We have a concern which we couldn't validate yet, but what if operators are adding PCI-PT devices. Is that counting toward this limitation? If an operator needs 20 PCI-PT, is it going to work?

Comment 11 Daniel Berrangé 2021-09-27 14:50:25 UTC
(In reply to David Vallee Delisle from comment #10)
> We have a concern which we couldn't validate yet, but what if operators are
> adding PCI-PT devices. Is that counting toward this limitation?
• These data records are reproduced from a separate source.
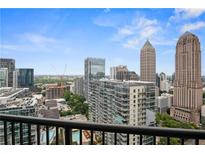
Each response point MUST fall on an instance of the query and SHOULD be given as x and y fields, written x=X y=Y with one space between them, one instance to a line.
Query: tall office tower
x=122 y=73
x=78 y=86
x=10 y=65
x=122 y=102
x=164 y=83
x=187 y=85
x=94 y=68
x=148 y=63
x=119 y=72
x=157 y=80
x=23 y=78
x=3 y=77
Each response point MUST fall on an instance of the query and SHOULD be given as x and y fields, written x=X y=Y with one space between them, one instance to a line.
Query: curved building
x=187 y=84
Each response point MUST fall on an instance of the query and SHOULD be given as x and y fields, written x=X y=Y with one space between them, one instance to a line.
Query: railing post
x=5 y=133
x=68 y=136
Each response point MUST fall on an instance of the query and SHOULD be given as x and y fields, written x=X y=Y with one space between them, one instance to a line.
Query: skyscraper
x=10 y=65
x=78 y=86
x=23 y=78
x=94 y=69
x=3 y=77
x=148 y=63
x=122 y=73
x=187 y=84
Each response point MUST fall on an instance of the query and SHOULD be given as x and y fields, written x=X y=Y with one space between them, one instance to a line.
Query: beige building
x=187 y=85
x=122 y=73
x=148 y=63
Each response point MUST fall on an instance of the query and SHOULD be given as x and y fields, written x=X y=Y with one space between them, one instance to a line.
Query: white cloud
x=132 y=43
x=107 y=10
x=187 y=13
x=8 y=47
x=139 y=31
x=38 y=39
x=193 y=26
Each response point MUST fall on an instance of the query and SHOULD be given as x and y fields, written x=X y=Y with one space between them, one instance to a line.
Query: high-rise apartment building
x=3 y=77
x=122 y=73
x=148 y=63
x=78 y=86
x=122 y=102
x=188 y=84
x=94 y=68
x=10 y=65
x=164 y=83
x=23 y=78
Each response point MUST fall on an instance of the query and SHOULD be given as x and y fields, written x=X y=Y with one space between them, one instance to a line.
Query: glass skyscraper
x=24 y=78
x=94 y=69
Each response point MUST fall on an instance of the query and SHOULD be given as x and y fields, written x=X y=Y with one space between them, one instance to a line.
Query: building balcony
x=9 y=133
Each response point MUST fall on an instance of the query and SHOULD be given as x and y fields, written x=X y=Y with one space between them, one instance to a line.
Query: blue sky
x=56 y=41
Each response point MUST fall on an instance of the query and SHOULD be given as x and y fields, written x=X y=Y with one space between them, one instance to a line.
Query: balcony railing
x=182 y=134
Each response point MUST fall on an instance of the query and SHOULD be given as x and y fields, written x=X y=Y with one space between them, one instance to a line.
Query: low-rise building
x=56 y=91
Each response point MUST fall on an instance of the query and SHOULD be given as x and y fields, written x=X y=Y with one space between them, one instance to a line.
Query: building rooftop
x=147 y=45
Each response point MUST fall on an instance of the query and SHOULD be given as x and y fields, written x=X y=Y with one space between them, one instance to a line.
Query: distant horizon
x=57 y=41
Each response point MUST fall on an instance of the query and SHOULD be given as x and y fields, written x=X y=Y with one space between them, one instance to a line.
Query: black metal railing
x=68 y=126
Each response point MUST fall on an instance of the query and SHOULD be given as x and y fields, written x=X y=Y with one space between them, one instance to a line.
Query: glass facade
x=25 y=78
x=94 y=69
x=3 y=77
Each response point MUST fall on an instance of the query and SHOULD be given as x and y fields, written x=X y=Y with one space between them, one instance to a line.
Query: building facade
x=164 y=83
x=122 y=102
x=122 y=73
x=27 y=109
x=188 y=84
x=148 y=63
x=3 y=77
x=94 y=68
x=78 y=86
x=10 y=65
x=164 y=102
x=56 y=91
x=23 y=78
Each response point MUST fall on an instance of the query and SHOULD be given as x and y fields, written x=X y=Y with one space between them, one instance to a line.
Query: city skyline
x=49 y=39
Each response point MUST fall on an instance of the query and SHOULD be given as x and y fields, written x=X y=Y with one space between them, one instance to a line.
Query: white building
x=164 y=102
x=3 y=77
x=122 y=102
x=78 y=86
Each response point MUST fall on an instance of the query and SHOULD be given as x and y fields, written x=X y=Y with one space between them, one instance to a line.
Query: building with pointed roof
x=187 y=84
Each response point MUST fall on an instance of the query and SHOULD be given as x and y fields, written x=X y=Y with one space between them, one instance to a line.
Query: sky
x=56 y=41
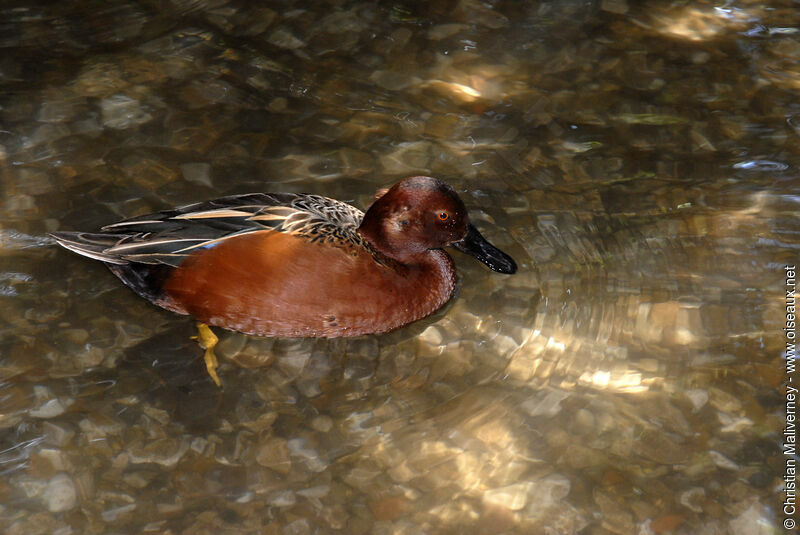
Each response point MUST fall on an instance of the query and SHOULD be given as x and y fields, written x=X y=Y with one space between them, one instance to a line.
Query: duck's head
x=422 y=213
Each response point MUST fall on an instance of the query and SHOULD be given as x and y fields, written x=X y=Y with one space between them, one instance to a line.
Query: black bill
x=476 y=245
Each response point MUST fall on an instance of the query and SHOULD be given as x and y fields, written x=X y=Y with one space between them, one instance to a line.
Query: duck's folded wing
x=168 y=237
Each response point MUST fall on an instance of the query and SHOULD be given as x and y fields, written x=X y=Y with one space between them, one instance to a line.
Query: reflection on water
x=638 y=160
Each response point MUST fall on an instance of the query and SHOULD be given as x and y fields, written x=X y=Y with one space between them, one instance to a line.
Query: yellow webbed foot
x=207 y=340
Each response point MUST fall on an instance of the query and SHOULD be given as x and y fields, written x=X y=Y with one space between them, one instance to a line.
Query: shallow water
x=639 y=160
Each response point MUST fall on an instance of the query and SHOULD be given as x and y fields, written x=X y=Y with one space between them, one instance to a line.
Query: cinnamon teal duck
x=292 y=265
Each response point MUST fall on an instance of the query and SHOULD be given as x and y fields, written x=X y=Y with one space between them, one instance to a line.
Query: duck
x=296 y=265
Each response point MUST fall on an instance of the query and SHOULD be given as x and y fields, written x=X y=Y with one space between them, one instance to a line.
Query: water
x=639 y=161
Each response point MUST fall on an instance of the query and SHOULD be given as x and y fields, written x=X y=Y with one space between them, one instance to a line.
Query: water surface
x=638 y=159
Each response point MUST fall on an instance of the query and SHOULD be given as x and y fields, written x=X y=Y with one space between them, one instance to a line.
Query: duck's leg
x=207 y=340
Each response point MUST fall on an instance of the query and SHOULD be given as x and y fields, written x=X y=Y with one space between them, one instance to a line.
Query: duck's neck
x=382 y=227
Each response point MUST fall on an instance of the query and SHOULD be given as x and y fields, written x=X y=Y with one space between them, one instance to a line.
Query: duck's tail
x=92 y=245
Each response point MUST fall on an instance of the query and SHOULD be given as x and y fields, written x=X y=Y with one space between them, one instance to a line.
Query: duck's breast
x=279 y=284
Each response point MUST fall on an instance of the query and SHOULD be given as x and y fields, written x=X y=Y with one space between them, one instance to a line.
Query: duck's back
x=269 y=264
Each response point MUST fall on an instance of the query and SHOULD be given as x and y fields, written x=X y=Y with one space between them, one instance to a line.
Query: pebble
x=60 y=494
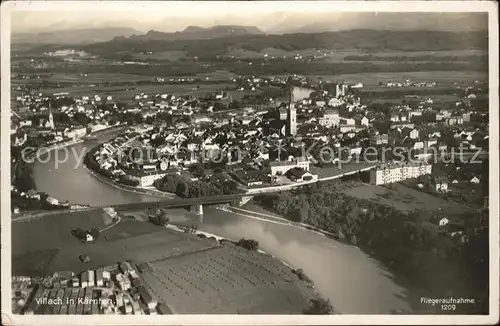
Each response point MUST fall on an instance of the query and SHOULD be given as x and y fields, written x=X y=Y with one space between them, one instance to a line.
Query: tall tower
x=51 y=117
x=291 y=123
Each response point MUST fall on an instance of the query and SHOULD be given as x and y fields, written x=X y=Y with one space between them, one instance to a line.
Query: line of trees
x=184 y=187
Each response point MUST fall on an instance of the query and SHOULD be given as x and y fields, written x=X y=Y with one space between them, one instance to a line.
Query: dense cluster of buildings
x=397 y=172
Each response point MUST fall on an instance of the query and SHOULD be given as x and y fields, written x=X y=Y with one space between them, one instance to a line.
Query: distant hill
x=354 y=39
x=200 y=33
x=75 y=36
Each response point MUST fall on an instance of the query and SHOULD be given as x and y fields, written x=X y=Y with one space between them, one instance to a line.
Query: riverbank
x=120 y=186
If an
> operator needs 20 PCI-PT, is it going to work?

The limit comes from the pcie-root-ports, and essentially every device needs its own pcie-root-port, so yes, PCI passthrough devices will count towards this limit.

QEMU needs to be fixed to get rid of this regression in consumption of I/O space.
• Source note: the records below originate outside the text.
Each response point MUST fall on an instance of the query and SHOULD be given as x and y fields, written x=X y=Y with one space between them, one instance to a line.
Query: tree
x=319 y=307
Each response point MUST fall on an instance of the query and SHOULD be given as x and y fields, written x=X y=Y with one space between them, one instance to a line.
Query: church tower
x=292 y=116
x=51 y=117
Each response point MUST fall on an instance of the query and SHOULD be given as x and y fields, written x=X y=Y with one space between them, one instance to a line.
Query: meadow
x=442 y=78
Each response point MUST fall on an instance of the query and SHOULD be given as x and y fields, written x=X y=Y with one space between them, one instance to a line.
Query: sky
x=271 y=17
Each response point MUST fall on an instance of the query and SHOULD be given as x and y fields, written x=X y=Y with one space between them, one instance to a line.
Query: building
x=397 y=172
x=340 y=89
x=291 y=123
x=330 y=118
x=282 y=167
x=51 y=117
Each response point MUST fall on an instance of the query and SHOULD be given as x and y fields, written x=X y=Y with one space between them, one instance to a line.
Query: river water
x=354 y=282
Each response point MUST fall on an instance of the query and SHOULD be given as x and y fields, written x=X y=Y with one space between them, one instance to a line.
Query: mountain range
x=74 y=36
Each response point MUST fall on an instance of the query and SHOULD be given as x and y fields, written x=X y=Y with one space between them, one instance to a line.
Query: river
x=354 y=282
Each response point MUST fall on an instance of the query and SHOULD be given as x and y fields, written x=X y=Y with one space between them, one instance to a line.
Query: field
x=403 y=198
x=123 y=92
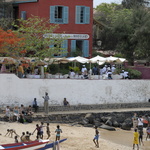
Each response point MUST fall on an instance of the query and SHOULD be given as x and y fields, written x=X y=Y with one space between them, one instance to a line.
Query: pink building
x=75 y=19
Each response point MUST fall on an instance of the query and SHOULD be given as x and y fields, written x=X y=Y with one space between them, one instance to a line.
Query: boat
x=16 y=144
x=24 y=146
x=51 y=145
x=36 y=145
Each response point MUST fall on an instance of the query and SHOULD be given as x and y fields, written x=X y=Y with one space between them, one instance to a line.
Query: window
x=61 y=49
x=59 y=14
x=23 y=15
x=82 y=15
x=81 y=46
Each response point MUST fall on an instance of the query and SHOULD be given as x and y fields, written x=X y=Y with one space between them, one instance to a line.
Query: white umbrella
x=116 y=59
x=97 y=59
x=79 y=59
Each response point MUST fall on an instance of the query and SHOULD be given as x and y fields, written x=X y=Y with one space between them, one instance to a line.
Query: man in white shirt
x=83 y=69
x=140 y=123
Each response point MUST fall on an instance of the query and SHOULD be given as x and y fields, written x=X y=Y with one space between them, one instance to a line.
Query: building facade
x=75 y=19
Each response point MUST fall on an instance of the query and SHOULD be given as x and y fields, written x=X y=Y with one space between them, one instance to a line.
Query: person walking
x=136 y=139
x=46 y=105
x=95 y=140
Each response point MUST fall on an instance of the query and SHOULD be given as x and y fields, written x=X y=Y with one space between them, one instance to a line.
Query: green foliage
x=38 y=38
x=127 y=30
x=6 y=17
x=133 y=73
x=75 y=69
x=134 y=3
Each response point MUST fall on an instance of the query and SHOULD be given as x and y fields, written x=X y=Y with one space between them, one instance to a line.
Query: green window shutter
x=52 y=14
x=85 y=48
x=65 y=48
x=78 y=11
x=73 y=46
x=65 y=14
x=23 y=15
x=87 y=15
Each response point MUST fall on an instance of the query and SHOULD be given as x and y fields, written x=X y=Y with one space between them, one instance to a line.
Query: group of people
x=25 y=137
x=18 y=114
x=138 y=124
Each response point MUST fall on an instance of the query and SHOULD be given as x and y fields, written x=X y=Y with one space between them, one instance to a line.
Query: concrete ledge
x=95 y=107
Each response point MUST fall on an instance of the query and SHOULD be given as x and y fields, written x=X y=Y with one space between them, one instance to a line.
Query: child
x=148 y=132
x=10 y=132
x=41 y=130
x=23 y=138
x=95 y=140
x=16 y=140
x=38 y=131
x=141 y=137
x=48 y=131
x=58 y=131
x=136 y=139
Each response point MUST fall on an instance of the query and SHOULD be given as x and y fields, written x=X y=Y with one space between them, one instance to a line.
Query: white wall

Comment 12 John Ferlan 2021-09-30 11:49:23 UTC
Assigned to Amnon for initial triage per bz process and age of bug created or assigned to virt-maint without triage.

Comment 14 Alan Pevec 2021-11-18 13:44:41 UTC
Is there a CS9 version of a patch/build from RHEL8 bug 2007129 ?

Comment 24 Chao Yang 2022-02-08 03:50:27 UTC
Hi David,

Can you please confirm the latest CentOS stream compose has fixed the issue? The fix should be already included in qemu-kvm-6.2.0-1.el9 and newer. Please close this bug if it works for you. Thank you.

Comment 25 Julia Suvorova 2022-06-02 14:33:07 UTC
Yes, it's fixed in the latest release.